Weight gain worsened OSA and metabolic syndrome, both of which raise blood pressure.
▶What does the mildly elevated SGOT/SGPT suggest in this obese patient?
Non-alcoholic fatty liver disease as part of the metabolic syndrome.
▶Why does intermittent nocturnal hypoxia increase sympathetic tone?
Recurrent apnoea-related hypoxaemia triggers chemoreflex-mediated surges in sympathetic activity that persist into daytime.
▶How does CPAP treat OSA mechanistically?
It delivers positive airway pressure that splints the upper airway open, preventing collapse and nocturnal hypoxia.
▶Why does this patient drink 5–6 cups of strong coffee daily?
To counteract his constant daytime somnolence caused by OSA-disrupted sleep.
▶What is the patient's BMI and why is it significant?
About 38.6 kg/m² (105 kg, 165 cm) — significant obesity that drives both OSA and hypertension.
▶Why might routine office BP have been normal before in this patient?
Hypertension was recent and secondary to progressive weight gain/OSA; earlier readings predated those changes.
▶Why is weight loss a key part of OSA and hypertension management here?

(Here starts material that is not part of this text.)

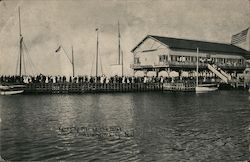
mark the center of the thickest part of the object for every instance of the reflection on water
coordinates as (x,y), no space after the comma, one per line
(126,126)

Reducing weight decreases airway obstruction and improves metabolic syndrome, lowering blood pressure.
▶What is the atherogenic lipid finding in this patient?
Elevated total cholesterol (6.9 mmol/L) indicating dyslipidaemia.
▶Why is the ECG normal despite significant hypertension and OSA?
Hypertension is recent, so no chronic ischemic or hypertrophic ECG changes have yet developed.